The full details of the lawsuit can be found here.

Ultimately, after a long and arduous legal battle, the City of Milwaukee paid the Sinthasomphone family a sum of $850,000 to settle the lawsuit.

Further societal influence

A largely impactful and educational thread created by Sarah McGonagall on Twitter outlines the ins and outs of Konerak’s death, the lawsuit and the mistreatment he and the Sinthasomphone family suffered at the hands of both Dahmer and the Milwaukee Police Department. In regards to Balcerzak, McGonagall wrote, “He never checked Dahmer’s record, which stated that he was convicted for abusing Konerak’s brother. He appealed his firing three years later and the court ruled in his favor. He was later promoted to president of the Milwaukee Police Association, and retired with pension in 2017.”
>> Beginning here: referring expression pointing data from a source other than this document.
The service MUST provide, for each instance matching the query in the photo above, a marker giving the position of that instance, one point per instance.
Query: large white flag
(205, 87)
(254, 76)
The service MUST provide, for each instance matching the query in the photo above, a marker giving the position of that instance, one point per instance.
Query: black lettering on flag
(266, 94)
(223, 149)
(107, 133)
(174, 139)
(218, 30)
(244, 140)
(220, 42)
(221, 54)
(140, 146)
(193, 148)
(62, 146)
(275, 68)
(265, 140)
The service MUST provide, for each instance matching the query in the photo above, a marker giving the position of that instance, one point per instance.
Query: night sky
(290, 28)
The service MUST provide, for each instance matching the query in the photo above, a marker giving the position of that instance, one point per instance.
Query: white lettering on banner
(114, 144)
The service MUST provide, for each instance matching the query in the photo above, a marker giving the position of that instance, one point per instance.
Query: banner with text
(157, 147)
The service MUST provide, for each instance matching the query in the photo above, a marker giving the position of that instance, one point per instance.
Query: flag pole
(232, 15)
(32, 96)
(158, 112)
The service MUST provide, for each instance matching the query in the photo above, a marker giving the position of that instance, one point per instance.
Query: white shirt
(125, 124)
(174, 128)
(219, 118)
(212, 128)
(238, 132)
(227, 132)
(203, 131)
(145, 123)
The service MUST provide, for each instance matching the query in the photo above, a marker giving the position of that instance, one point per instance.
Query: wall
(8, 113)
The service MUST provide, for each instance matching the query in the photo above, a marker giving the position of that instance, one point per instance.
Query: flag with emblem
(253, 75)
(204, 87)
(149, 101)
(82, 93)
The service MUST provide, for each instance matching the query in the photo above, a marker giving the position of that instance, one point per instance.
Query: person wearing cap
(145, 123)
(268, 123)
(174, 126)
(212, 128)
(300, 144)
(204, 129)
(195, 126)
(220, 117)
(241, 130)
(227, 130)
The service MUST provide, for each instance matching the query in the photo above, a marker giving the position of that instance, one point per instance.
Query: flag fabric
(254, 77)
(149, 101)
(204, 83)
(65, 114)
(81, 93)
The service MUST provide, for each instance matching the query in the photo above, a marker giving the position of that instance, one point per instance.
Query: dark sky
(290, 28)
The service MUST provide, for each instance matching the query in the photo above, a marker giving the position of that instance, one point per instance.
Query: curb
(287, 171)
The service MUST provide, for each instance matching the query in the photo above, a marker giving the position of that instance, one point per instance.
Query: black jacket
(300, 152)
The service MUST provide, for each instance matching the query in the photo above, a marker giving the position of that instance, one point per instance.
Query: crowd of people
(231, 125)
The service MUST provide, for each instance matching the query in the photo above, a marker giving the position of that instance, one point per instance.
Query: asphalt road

“John Balcerzak doesn’t deserve a day of rest,” she continued.

“And remember, while we can certainly blame this officer for his actions, remember that not only did he have a partner at the time and a judge who reinstated him because “termination is too harsh a punishment”, but 521 officers voted for him as president. The system is poisoned.”

McGonagall’s thread was met with an outpouring of support from protestors amidst the Black Lives Matter movement following the death of George Floyd.

Jeffrey Lionel Dahmer was beaten to death by fellow inmate Christopher Scarver in 1994 and subsequently died in prison.